About Eric

Starting in St. Louis, I dropped out of my Chemistry major to work on developing websites. A librarian at UMSL turned me on to Perl and UNIX. This was 1994 when everyone wanted a website, but didn't really know why, they just knew they had to have one.  

This led to years of consulting/contract programming work and the realization that I really didn't want to be a web designer. One client's quote that ended it all, "Can we have that background be hunter green?"

I moved into more programming, Visual Basic and Java. I learned early on how to make the best of tools.  I didn't know VB so I taught myself. The client need a Mac version of the PC software I wrote in VB, so I didn't learn Java then, I found a tool that converted VB code into a Java app and then I adapted that app to run on the Mac.  

Then everything changed when I got a full time job, with an affiliate marketing startup.  I build a team and we built their custom CRM, Email Marketing, Website platform for 25 ecom websites, credit cart fraud prevention, and a globally redundant system for keeping a 99.999 (only 3 nines) uptime on our affiliate platform and website. This was pre cloud days when we had to manage this across multiple data centers, Vancouver, Toronto, Berlin, Singapore and even the Bahamas.  I ended up being called CTO.

The first analytics pixel I put on a website, was one I designed.  Processing log files with Urchin on 25 sites was a pretty bad plan vs a real time data stream. This later led to my working for another startup that was building ecom website optimization software.  I highly optimized their performance and built an addition that could use near real time weather forecasts to control what content was presented to any given website visitor depending on their location.

That led to my working for ELC Online.
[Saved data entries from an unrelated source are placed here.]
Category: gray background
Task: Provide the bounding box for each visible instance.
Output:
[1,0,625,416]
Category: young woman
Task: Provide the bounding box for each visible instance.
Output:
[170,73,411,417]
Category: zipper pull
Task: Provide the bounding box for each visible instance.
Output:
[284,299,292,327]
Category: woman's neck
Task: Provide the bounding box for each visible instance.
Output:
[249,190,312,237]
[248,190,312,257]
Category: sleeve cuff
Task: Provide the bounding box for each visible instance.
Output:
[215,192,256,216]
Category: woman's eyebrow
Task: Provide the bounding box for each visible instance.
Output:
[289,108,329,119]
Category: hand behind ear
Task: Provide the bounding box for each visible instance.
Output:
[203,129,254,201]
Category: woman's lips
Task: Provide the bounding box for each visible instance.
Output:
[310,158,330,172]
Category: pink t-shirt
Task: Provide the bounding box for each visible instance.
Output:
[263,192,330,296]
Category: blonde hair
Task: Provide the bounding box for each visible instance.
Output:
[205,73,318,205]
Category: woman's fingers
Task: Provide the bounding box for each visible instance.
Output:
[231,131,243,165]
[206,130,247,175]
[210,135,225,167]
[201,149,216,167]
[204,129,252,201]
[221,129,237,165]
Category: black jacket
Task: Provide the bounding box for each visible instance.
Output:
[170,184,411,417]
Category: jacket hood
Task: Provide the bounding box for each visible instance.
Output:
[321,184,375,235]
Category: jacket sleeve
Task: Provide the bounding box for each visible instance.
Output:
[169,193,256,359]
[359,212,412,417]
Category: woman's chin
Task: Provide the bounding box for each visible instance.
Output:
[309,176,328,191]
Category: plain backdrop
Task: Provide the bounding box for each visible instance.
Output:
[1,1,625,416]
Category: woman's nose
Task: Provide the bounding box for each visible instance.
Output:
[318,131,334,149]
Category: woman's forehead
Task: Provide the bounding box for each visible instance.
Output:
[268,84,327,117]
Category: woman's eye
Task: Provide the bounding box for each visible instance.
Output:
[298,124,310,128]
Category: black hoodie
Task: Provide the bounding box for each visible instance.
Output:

They are the department of Estee Lauder that manage their online platform across all of Estee Lauder's brands.  There I built a custom tag management system and worked with IBM Coremetrics at a very large scale.  Later I was the technical lead on ELC's move to Adobe Analytics and several other major global migrations, the last one being their move to the Google 360 platform.  Outside of Marketing Technology I helped them start a major move towards building their website platform on Drupal and lead the team that build the first version of that for Smashbox.